In hot weather, the big windows were open, but students may have used them for more than just keeping cool.

“In the 4th grade, I remember classmate Jasper Neath, who was always making the class crack up and exacerbating the teachers, jumped out the window of our class when the teacher had her back turned.” –Patricia Potter, 1964-1969

A changing world

Of course, outside the welcoming walls of River Oaks Elementary School, major changes have occurred in the world throughout the school’s history. Students were not and could not be insulated from world events. In World War II, students bought savings bonds and planted victory gardens at school. They walked to school because gasoline was rationed and worried about “our boys” overseas. Later events, such as the Cuban Missile Crisis, the bombing of Poe Elementary School in 1959 and the Cold War affected students as well. In 1954, an air raid siren was installed on San Felipe. After that, for years and years, the kids engaged in a weekly drill:

“The air raid horn would sound for about 5 minutes, plus we had to go into the hallway and prepare for a simulation of some sort of explosion.” — Max Shilstone (1960-1967)

However, the kids also learned from some of the exciting events taking place in the world at large.

“I remember so well following the flights of Alan Shepherd, Gus Grissom and John Glenn when America first went into space. I believe we were in Sixth Grade in Mrs. Boone’s class. I suppose a parent must have brought in their TV from home and we set up a command station for the day. We watched the liftoff and followed it until splash down as I recall. We loaded the blackboards with information as it spewed from the black and white set. I am so grateful to the teachers and Miss Todd for having the vision to realize that these events were of such historical significance that the regular class regimen was put aside for the day.” — Brad Duff, 1955-1962

And perhaps less serious, but no less important to an 11 year old boy

“In those days, the World Series was on daytime TV. Mrs. Branton (6th grade) was a big fan and had a radio turned on in her class. But my teacher, Mrs. Brannen, was not a fan, much to the chagrin of us boys. In early October, 1956, Mrs. Branton popped her head in the door of our class and announced, “Hey, Don Larson just no-hit the Dodgers!”” –Randy Seybold, 1950-1957

Other alums shared their memories of Kennedy’s assassination, the Vietnam War, the Challenger explosion, the Civil Rights movement, and political elections both local and national. ROE educators explored the impact and context of these current events, incorporating world and local events into their classroom curriculum. Many teachers held mock elections, giving students their first taste of the political process.

A new era

Nothing stays exactly the same, and so it was with the population of River Oaks. By the 1960s, the people who had moved their families to the community in the 30s and 40s no longer had young children at home; others were choosing to send their offspring to private schools. Furthermore, the desegregation of Houston schools caused a shift in the zoning boundaries and population of the school, resulting in fewer students. To make up for declining enrollment, in 1972 River Oaks opened a “school within a school” for gifted and talented students. It was the first such program in the Houston Independent School District. These students could live anywhere in the city, not just in the neighborhood, and slowly the school began to change. What was once an all-white institution gradually became a place of greater diversity, among both students and teachers.
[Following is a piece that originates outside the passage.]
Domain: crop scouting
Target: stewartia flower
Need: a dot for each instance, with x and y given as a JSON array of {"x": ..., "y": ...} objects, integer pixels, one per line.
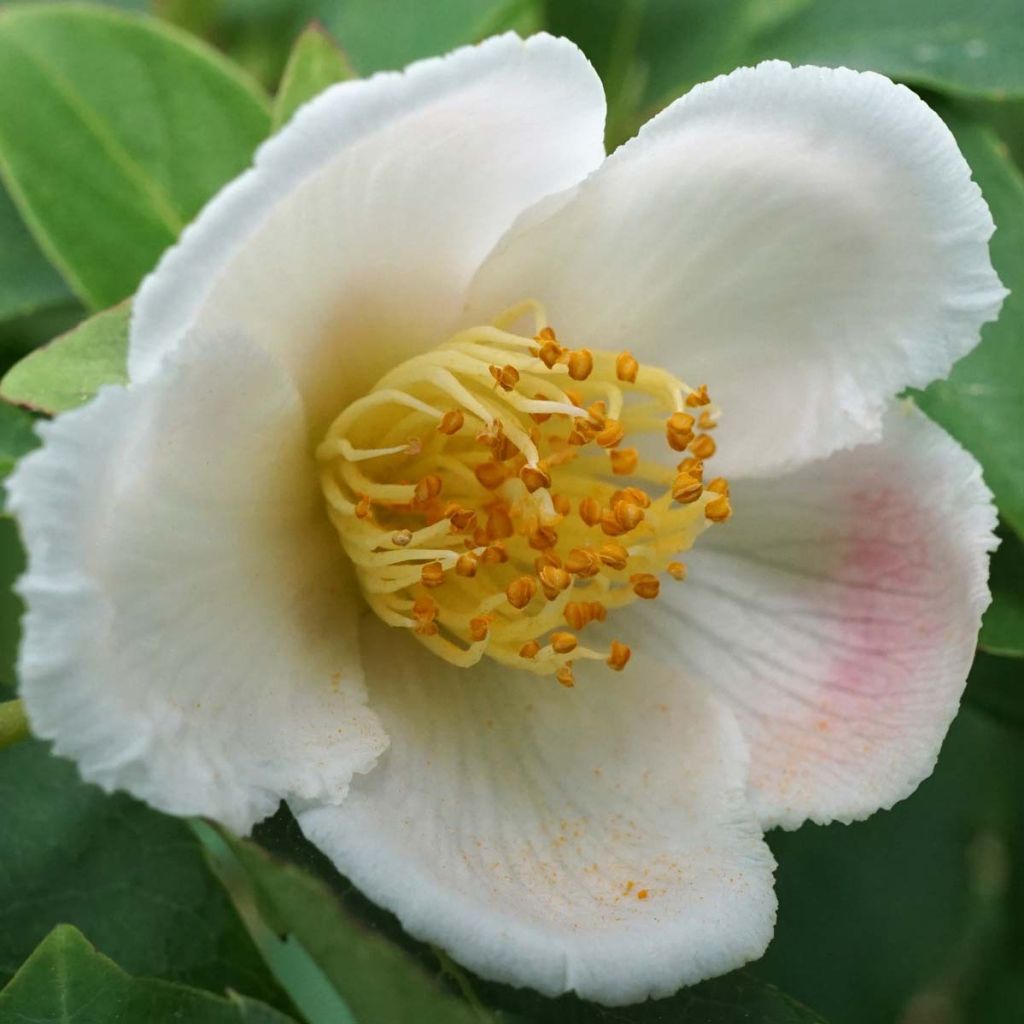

“I was one of the first 3rd graders to attend the first year of the Vanguard program (when it was called ESG- elementary school for the gifted – try explaining that to your neighborhood friends!) I believe the original goal was to try to integrate the school, and it worked well for me. I made friends of many races; my parents were even surprised to find out that I had minority teachers, as I’d never thought to mention that fact to them at home.” — Jennifer Null Hua, 1972-1976

“I remember when ROE first started accepting what we called (scornfully) “the gifted.” That was a big deal for us. I remember they had a huge computer in the hallway outside of the gifted classrooms but we did not use it.” — Melinda Rawlinson Nunes, 1970-1976

As always, even though there was initial resistance to the change, the school continued to thrive. The gifted and talented program, later renamed Vanguard, was so successful at River Oaks Elementary that it became a model for other such programs throughout the district.

In 1986, the school was reclassified as Vanguard only, and the neighborhood portion of the school closed. To secure an available spot, prospective pupils had to take qualifying tests. Students from all over the city competed for admission.

In the mid 1990s, a group of neighborhood parents began rallying support for reopening a neighborhood component at River Oaks. Some within the community resisted the change, but the HISD school board voted its approval. In 1996, River Oaks again opened its doors wide to neighborhood children.

Today, the neighborhood and Vanguard programs are cohesive units. Neighborhood and Vanguard students share school resources and their parents work together to support the school as a whole. The students learn with and from each other and all the children will benefit when River Oaks earns accreditation as an International Baccalaureate school. What was once a divisive issue has become a source of strength for the school.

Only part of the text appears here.